The present invention relates to an image forming apparatus such as an electrophotographic copying apparatus, and especially to an image forming apparatus by which a multi-color image can be obtained by transferring toner images onto a transfer sheet after toner images have been superimposed on an image carrier.
Conventionally, for example, the following method has been proposed and practiced in order to form multi-color images by an electrophotographic method: image forming processes of charging, exposing, and developing are repeated at each component color; each color toner image is superimposed onto an image carrier; and after that, the multi-color toner image is transferred onto a transfer sheet.

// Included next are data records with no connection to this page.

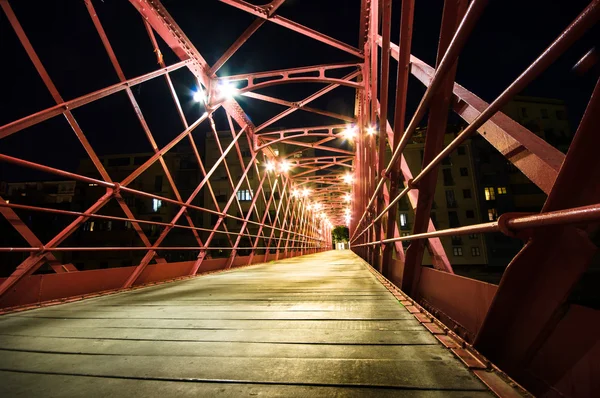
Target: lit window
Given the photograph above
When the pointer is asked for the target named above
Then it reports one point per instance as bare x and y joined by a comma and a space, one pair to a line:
156, 204
244, 195
403, 220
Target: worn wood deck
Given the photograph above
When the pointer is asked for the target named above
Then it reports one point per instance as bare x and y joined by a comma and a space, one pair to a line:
318, 325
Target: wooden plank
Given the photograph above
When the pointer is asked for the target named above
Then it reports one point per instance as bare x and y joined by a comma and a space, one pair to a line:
323, 320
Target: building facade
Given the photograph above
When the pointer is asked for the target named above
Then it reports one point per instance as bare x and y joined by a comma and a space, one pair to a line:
456, 200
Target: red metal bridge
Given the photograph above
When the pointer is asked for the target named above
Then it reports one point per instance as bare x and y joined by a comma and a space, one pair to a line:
193, 314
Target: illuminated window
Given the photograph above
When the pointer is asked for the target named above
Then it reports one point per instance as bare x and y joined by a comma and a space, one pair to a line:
156, 204
244, 195
403, 220
490, 193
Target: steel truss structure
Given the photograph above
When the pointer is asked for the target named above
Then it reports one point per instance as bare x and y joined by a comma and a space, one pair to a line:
521, 325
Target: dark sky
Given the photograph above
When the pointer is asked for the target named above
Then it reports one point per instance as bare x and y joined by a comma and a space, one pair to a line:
509, 36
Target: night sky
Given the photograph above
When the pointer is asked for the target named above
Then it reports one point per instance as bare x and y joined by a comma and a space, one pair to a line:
509, 36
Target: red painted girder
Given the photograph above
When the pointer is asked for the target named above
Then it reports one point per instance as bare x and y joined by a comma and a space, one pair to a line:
434, 142
157, 16
326, 80
289, 104
146, 260
305, 101
59, 109
539, 280
537, 159
27, 234
250, 30
439, 258
261, 12
474, 11
68, 115
394, 135
312, 145
289, 72
306, 130
144, 125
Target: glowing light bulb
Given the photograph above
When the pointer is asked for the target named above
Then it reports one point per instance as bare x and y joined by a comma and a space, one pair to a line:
349, 133
199, 95
226, 90
284, 166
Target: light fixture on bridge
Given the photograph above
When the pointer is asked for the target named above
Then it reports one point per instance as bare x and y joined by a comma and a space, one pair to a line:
270, 166
348, 178
284, 166
349, 133
199, 95
226, 90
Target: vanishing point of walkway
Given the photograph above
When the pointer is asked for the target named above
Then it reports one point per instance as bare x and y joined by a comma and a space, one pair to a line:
317, 325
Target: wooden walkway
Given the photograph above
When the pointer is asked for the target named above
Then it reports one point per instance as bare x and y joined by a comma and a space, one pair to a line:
318, 326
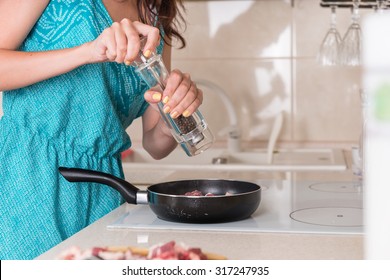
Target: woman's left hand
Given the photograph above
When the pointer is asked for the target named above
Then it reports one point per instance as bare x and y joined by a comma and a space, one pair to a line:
180, 97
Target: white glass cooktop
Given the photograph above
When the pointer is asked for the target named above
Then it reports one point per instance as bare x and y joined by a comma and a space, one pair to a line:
291, 207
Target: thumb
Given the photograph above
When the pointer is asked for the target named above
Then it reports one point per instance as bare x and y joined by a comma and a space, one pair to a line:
153, 96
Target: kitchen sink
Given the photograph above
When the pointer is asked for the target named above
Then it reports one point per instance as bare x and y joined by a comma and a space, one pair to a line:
248, 160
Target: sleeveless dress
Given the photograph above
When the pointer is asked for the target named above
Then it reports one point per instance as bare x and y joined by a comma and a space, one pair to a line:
74, 120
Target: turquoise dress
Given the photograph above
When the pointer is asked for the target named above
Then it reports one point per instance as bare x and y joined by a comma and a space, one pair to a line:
74, 120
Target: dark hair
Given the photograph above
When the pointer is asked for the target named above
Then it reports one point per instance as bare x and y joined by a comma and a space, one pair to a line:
168, 13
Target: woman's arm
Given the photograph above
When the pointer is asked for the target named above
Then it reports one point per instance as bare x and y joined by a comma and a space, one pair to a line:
119, 43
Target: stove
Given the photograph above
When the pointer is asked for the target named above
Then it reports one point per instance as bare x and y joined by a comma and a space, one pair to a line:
286, 207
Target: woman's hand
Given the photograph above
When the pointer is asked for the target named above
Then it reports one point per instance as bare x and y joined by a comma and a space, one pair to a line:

The principle of the image forming method will be explained as follows referring to a flow chart in FIG. 5. FIG. 5 shows changes of the surface potential of a photoreceptor which is an image carrier, and the charged polarity of which is negative.
The photoreceptor is uniformly charged by a scorotron charger, and given a predetermined negative surface potential V.sub.H. The surface potential V.sub.H is lowered to V.sub.L, close to a zero potential, by a first image exposure using an exposure source such as a laser, a cathode ray tube, a liquid crystal shutter, or an LED.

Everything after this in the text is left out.